Russell v. Posey Cty. Dept. of Public Welfare

Annotate this Case

471 N.E.2d 1209 (1984)

Edward C. RUSSELL, Appellant, v. POSEY COUNTY DEPARTMENT OF PUBLIC WELFARE, Appellee.

No. 1-584A132.

Court of Appeals of Indiana, First District.

December 19, 1984.

Rehearing Denied January 23, 1985.

*1210 Marc E. Hawley, Hawley, Hudson & Almon, Mount Vernon, for appellant.

David O. Givens, Allyn, Givens & Bender, Mount Vernon, for appellee.

ROBERTSON, Judge.

The appellant Edward C. Russell is appealing a trial court decision in favor of the appellee Posey County Department of Public Welfare (DPW). The decision held that the DPW had a valid claim against the estate of Goldie Russell, deceased.

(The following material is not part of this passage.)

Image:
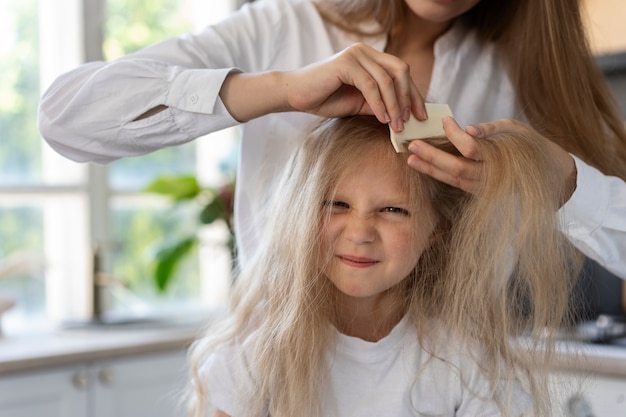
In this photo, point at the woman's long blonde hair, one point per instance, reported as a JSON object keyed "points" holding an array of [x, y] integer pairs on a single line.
{"points": [[282, 306], [545, 48]]}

The facts show that Goldie Russell was the mother of four sons, and that she entered into a real estate sales contract to sell her house to son Edward. That contract was also signed by the other three sons and their wives. The contract provided that in the event Goldie Russell died before the full purchase price had been paid, the balance of the purchase price would be paid to the four sons with Edward taking credit for his one-fourth of the unpaid balance. About three years after the contract was entered into, Edward was appointed guardian of Goldie Russell. Subsequent events made it necessary for Edward to apply to the DPW for medical assistance in behalf of Goldie. Assistance was given, Goldie Russell died, and the DPW made a claim against her estate for reimbursement of the medical assistance. After a trial to the court, judgment was rendered in favor of the DPW in the sum equal to the unpaid balance of the real estate contract. This appeal follows with Edward Russell stating the issue as: Whether the trial court made an error of law in holding that the unpaid balance under a real estate sales contract is an asset of the Seller Decedent's estate, even though the amount due is not payable to the Seller, but rather to third-party beneficiaries and to the credit of the Buyer.

Russell argues that the contract selling the real estate to Edward Russell serves the purpose of making Goldie Russell's other three sons third-party beneficiaries of that contract. In reliance of the proposition, Russell points out that clause of the contract which reads:

"It is understood and agreed by and between Charles Russell, Elwood Russell, George Russell, and Edward Russell that in the event Goldie Russell shall die before the full purchase price has been *1211 paid, then the balance of the purchase price thereon shall be paid to the four heirs of Goldie Russell hereinabove named without any further interest, and only that interest which has accrued up to the date of death of Goldie Russell. It is the intent of this instrument that Edward Russell shall be entitled to one-fourth (1/4) the balance of the purchase price to be paid and that he shall take credit for such one-fourth (1/4) of the balance."

Citing Gonzales v. Kil Nam Chun, (1984) Ind. App., 465 N.E.2d 727, Russell argues that an intent expressed in a contract to benefit a third party is controlling and can be shown by specifically naming the third party or by other evidence. Russell continues by arguing that once third-party beneficiaries accept the contract all are bound thereby and cannot revoke or modify to the detriment of the third party. In re the Estate of Fanning, (1975) 263 Ind. 414, 333 N.E.2d 80. While these propositions are true in the abstract, we agree with the trial judge's ruling that the role of the three brothers does not rise to that of a third-party beneficiary to the real estate sales contract entered into between Goldie Russell and Edward Russell. The tenor of the entire instrument as well as testimony at trial is such that the trial judge was warranted in finding that the agreement was solely between Goldie and Edward with the role of the three brothers limited to one of being informed, about, and agree with the sale of the mother's real property to their brother.

In conclusion, it should be mentioned that Russell relies heavily upon IND. CODE 32-4-1.5-14(a)(1) to support his theory that the sales contract was never a part of the estate. As pertinent to this case the statute reads:

"Provisions of written instrument effective as a contract, gift, conveyance or trust deemed non-testamentary. (a) Any of the following provisions in * * * * * * [a] conveyance or any other written instrument effective as a contract, gift, conveyance, or trust is deemed to be non-testamentary, and this title and title 29 [the probate code] do not invalidate the instrument or any provision: (1) That money or other benefits theretofore due to, controlled or owned by a decedent shall be paid after his death to a person designated by the decedent in either the instrument or a separate writing, including a will, executed at the same time as the instrument or subsequently; * * * * * * (b) Nothing in this section limits the rights of creditors under other laws of this state."

The DPW's status as a creditor is without doubt, therefore, we are of the opinion that this statute does not apply to the facts of the case.

Judgment affirmed.

NEAL, P.J., and RATLIFF, J., concur.